The determining factors that went into the retailers’ decisions on which publishers were accepted for the Gold level were things like marketability, dependability, the promotional promises of each publisher, available back-list so retailers would have a better chance at converting free comic giveaways into sales, the price of the free comics, etc.
When asked for specific publisher names, Joe responded:
I don’t feel that’s information that needs to be given out, unless Diamond wants to. All of the publishers that applied, however, are, to my knowledge, still participating in the Silver level. There are ten spots available for the Gold level…and more is required of Gold-level publishers than Silver. Retailers on the committee chose the publishers we felt would bring a lot to the table in terms of outreach and marketability.
Elissa did say that Gemstone was one of two voted down to Silver but didn’t respond when asked who the other was. Note that her numbers equal twelve, 10 selected for Gold plus two rejected, while Joe says 13 or 14. That is another indication, I feel, not of misrepresentation, but of how no one’s really paying attention to the details, or perhaps how the process appears different to those in different roles.
Which publishers, if any, applied to be Silver but were rejected? And why?
While retailers on the committee had the option of turning down any of the applications to FCBD, we did not turn away any publisher for which we had an application by the due date. We opted to let all retailers make that choice with their orders.
When I pointed out that this directly contradicted what Keenspot, a webcomic publisher, was told by Diamond, Joe responded
Their situation was one I was not involved with. … As I understand it, Keenspot (and their two other publishing entities) were late in getting their applications in and it was Diamond executives that made the call to disallow their participation. Retailers never saw the Keenspot application.
Why were all titles required to be suitable for all ages this year?
That’s a question more for Diamond than for me. I know I’ve heard comments from retailers on both sides, some wanting more mature content in FCBD silver level titles, others wanting it to be an “all ages” (which doesn’t mean “just for kiddies”) affair all the way through.
I asked Elissa again for followup on these questions, but I was unable to get any further answers.
Do I think anyone was lying or being malicious or secretive? No. I suspect that I’m seen as small potatoes, and it just wasn’t important to get back to me. There’s a lot of management necessary for a project like this, and different people will have different impressions based on their level of involvement and perception of the process.
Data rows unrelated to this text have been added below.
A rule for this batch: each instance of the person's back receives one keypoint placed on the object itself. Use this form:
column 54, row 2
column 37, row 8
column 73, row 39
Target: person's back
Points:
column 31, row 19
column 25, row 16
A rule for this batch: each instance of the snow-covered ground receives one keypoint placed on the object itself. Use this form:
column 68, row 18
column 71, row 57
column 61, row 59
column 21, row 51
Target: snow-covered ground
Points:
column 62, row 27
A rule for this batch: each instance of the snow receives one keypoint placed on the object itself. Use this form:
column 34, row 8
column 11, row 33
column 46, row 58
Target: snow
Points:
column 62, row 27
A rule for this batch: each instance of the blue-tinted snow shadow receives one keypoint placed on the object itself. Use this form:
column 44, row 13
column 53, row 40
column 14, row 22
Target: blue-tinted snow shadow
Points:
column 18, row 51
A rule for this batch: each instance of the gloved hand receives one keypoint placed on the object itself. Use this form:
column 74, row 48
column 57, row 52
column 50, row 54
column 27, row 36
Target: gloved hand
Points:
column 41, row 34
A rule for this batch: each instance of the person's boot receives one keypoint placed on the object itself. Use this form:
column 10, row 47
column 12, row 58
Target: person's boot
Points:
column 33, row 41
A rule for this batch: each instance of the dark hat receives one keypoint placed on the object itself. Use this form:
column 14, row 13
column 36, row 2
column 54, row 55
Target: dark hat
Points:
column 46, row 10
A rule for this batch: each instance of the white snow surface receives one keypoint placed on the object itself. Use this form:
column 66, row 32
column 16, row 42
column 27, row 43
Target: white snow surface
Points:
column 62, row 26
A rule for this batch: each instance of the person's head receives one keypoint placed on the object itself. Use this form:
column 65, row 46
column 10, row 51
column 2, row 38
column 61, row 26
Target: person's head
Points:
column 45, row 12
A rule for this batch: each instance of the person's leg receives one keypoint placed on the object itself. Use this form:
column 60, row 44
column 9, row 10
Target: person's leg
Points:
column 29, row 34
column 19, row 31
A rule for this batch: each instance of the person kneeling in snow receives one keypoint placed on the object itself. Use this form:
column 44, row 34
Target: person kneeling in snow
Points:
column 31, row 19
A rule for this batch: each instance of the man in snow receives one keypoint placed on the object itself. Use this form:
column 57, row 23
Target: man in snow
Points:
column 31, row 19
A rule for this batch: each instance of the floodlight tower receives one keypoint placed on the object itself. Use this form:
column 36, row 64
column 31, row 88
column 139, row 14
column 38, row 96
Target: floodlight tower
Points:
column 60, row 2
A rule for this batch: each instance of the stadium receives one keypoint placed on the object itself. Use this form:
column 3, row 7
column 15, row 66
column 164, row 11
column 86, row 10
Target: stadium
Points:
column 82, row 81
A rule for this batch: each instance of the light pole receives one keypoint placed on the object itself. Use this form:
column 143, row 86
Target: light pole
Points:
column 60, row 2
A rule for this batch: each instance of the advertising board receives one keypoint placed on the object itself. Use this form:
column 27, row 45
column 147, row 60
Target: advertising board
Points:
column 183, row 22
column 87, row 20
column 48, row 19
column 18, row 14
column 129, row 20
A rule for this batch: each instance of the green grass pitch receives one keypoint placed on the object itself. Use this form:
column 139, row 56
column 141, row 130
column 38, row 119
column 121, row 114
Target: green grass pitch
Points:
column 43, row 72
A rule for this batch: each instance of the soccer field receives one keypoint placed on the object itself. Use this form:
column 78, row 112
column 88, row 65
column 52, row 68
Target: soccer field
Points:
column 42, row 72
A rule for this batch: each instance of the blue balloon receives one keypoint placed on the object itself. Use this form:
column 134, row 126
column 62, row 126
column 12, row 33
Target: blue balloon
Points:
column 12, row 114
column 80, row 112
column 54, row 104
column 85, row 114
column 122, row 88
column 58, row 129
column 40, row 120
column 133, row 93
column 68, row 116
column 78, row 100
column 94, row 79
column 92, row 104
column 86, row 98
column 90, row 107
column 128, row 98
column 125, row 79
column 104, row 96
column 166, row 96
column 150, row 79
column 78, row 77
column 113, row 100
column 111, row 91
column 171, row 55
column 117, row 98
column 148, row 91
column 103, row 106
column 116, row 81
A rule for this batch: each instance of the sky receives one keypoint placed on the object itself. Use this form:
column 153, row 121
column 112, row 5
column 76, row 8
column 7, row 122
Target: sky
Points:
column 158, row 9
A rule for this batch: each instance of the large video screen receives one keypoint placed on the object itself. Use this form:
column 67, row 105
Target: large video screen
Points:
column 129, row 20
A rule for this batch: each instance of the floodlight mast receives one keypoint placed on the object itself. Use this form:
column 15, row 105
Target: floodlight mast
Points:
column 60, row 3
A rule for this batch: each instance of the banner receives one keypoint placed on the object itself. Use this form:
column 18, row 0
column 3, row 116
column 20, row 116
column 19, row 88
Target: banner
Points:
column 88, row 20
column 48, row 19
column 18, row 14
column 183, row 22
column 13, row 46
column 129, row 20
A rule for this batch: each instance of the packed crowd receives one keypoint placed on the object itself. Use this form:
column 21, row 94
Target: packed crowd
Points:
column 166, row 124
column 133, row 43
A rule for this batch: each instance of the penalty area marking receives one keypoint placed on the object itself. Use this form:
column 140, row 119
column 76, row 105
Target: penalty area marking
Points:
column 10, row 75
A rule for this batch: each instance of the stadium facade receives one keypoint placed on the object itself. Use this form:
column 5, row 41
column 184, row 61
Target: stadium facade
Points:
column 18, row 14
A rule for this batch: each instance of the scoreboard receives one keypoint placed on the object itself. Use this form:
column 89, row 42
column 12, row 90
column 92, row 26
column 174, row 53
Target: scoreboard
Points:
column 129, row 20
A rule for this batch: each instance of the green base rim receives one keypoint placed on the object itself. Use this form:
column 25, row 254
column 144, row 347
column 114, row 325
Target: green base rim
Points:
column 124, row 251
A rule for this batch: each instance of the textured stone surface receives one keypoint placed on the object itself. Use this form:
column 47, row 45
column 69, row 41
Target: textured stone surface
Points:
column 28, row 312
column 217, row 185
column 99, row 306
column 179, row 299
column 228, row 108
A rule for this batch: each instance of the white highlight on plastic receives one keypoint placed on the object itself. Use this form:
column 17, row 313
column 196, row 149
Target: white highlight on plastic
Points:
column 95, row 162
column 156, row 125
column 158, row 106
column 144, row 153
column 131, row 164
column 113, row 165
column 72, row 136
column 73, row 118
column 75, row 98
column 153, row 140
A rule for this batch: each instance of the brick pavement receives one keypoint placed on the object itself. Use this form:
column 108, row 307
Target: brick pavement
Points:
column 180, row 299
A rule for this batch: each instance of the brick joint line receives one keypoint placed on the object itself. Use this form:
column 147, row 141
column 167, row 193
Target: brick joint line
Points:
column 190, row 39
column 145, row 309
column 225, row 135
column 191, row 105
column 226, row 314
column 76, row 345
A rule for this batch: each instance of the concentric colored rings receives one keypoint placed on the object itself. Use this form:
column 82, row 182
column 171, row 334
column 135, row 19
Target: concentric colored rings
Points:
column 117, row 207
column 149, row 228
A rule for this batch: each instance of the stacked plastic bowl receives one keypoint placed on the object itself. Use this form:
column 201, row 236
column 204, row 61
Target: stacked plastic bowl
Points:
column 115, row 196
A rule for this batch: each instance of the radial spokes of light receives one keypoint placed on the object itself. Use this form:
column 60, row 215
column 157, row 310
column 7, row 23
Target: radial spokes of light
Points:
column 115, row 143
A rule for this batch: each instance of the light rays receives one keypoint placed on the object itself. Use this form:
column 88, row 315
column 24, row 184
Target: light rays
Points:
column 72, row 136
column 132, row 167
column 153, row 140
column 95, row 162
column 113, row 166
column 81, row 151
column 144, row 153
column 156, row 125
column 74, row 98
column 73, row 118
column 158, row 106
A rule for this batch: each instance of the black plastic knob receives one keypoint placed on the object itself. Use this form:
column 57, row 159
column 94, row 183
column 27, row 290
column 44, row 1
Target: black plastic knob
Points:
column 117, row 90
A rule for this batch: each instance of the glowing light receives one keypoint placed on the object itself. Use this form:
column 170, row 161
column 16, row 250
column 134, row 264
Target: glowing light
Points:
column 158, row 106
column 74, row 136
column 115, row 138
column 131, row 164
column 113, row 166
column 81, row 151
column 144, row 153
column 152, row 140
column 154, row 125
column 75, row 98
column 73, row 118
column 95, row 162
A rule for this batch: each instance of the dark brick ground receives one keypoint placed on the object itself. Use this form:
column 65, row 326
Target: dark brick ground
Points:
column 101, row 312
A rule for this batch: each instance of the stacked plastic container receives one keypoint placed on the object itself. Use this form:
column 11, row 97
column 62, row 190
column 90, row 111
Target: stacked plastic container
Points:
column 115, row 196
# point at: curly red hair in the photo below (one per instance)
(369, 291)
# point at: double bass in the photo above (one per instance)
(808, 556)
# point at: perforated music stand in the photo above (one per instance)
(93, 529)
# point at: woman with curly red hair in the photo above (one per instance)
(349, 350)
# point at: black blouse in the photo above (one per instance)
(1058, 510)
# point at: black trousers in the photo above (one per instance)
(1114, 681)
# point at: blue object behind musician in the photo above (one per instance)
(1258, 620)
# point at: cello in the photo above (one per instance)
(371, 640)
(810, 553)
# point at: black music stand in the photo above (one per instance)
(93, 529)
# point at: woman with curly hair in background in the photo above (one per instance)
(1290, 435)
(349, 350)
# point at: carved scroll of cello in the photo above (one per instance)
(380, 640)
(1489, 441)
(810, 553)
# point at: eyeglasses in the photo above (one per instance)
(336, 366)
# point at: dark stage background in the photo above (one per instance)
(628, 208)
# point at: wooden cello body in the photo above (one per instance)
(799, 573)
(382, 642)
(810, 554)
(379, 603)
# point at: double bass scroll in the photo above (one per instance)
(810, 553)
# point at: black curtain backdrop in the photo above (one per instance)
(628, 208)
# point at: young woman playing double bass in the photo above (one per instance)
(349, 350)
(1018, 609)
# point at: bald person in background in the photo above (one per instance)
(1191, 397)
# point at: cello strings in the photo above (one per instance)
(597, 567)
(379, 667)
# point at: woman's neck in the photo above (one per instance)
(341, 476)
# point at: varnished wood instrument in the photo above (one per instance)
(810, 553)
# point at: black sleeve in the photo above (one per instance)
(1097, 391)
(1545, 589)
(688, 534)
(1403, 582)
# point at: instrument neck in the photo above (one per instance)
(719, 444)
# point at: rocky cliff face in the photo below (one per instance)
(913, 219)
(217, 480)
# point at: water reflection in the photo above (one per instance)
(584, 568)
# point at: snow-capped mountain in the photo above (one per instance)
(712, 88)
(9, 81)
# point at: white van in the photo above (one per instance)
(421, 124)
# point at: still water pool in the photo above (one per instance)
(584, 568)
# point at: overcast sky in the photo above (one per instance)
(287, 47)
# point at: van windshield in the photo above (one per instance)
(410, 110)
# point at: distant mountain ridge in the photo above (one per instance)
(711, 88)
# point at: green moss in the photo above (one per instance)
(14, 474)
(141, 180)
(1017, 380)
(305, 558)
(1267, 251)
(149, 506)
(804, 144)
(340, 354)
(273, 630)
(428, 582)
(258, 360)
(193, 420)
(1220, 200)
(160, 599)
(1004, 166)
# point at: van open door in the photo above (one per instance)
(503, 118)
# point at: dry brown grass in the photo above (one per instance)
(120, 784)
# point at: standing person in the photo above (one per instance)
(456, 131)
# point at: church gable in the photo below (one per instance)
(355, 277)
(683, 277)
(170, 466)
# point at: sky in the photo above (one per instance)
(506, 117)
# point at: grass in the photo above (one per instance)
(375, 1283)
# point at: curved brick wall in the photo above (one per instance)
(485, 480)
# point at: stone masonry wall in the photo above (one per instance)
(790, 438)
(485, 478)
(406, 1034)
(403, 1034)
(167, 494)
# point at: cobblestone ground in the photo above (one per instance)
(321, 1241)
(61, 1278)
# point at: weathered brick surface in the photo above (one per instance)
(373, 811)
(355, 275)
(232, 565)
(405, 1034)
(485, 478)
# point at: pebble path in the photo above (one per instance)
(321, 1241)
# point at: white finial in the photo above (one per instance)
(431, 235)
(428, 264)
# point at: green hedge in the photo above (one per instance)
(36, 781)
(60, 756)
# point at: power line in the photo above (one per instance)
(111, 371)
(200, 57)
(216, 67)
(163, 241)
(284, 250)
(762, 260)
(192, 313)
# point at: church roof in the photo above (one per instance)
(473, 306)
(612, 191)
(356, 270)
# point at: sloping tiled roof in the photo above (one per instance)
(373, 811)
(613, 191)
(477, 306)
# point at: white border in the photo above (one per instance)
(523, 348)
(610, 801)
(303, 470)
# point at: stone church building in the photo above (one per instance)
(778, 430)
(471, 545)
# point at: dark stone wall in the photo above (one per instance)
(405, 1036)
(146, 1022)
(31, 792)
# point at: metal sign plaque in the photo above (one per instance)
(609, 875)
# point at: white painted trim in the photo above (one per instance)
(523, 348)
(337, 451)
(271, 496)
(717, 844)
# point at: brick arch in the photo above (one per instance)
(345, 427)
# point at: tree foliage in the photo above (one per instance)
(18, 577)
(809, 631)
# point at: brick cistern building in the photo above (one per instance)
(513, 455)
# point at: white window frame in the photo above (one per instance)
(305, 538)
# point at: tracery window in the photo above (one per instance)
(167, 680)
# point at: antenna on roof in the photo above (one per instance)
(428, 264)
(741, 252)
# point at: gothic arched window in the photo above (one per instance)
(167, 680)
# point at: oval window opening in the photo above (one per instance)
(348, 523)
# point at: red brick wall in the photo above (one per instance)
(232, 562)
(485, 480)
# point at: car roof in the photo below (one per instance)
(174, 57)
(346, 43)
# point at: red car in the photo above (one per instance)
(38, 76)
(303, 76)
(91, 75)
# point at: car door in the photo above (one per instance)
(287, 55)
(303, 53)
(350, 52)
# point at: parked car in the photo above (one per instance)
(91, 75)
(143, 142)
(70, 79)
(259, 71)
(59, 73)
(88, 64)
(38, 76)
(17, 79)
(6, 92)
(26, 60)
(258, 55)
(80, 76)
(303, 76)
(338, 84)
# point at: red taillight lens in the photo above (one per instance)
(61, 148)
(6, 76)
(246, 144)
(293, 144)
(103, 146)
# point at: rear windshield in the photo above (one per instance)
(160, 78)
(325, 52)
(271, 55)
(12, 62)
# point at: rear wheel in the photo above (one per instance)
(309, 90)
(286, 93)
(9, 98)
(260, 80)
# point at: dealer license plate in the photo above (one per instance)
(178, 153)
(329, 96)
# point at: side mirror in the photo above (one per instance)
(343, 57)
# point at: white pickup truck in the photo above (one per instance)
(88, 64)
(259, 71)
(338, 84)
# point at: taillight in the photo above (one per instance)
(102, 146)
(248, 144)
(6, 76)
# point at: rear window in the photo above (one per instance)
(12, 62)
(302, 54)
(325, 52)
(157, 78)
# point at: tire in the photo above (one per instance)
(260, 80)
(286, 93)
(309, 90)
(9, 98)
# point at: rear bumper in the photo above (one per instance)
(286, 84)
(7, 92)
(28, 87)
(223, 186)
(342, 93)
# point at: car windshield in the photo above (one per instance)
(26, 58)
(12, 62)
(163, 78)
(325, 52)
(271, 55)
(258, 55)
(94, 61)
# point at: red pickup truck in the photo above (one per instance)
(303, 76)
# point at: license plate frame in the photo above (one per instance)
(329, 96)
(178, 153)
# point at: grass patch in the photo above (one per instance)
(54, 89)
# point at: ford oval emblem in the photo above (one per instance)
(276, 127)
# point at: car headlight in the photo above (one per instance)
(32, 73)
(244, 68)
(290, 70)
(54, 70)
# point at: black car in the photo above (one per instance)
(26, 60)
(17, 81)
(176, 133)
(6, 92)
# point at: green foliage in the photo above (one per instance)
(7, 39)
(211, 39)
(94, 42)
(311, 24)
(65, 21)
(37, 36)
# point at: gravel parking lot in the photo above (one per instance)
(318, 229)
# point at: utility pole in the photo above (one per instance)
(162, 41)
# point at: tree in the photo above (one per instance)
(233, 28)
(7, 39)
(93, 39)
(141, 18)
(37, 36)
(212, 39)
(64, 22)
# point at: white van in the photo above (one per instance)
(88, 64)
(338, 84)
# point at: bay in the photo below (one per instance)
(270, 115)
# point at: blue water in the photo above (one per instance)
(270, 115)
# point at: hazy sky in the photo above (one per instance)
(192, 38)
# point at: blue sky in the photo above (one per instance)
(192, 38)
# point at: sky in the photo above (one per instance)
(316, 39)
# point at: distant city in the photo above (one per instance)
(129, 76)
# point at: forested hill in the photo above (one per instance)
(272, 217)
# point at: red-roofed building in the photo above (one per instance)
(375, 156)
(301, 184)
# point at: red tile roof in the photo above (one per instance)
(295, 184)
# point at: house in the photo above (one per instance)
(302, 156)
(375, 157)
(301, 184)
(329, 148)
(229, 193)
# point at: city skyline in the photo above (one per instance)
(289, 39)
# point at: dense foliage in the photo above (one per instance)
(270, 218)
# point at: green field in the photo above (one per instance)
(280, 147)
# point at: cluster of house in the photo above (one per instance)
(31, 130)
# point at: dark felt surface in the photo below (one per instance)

Obviously, I don’t care that much about it either, because even after Diamond stopped talking to me, it took me another month to put this up. Partly, that’s because “I couldn’t get complete answers” is something of a non-story. It’s not unusual for decisions associated with comics to be made in back rooms, anyway, and for no one to be interested in going public with the details.
There are bigger questions unanswered that I don’t even know who to ask. Like “does the event still work?” Does it attract new customers, or just existing customers who want special edition comics of titles they’re already interested in? Does it turn into sales for the participating publishers, or for participating retailers? Additionally, I am concerned that this event risks becoming more irrelevant as it becomes more institutionalized and loses its specialness. If it’s a yearly routine, then it has no punch.
It’s becoming a moot point to me, too. I won’t be able to do my early reviews this year, since I won’t have access to the publications. (The store where I used to help out told me that my assistance won’t be needed since he’s cutting way back on his plans.) As an existing comic customer who is more interested in shopping at bookstores than direct market comic retailers these days, I’m almost the direct opposite of the target audience, anyway.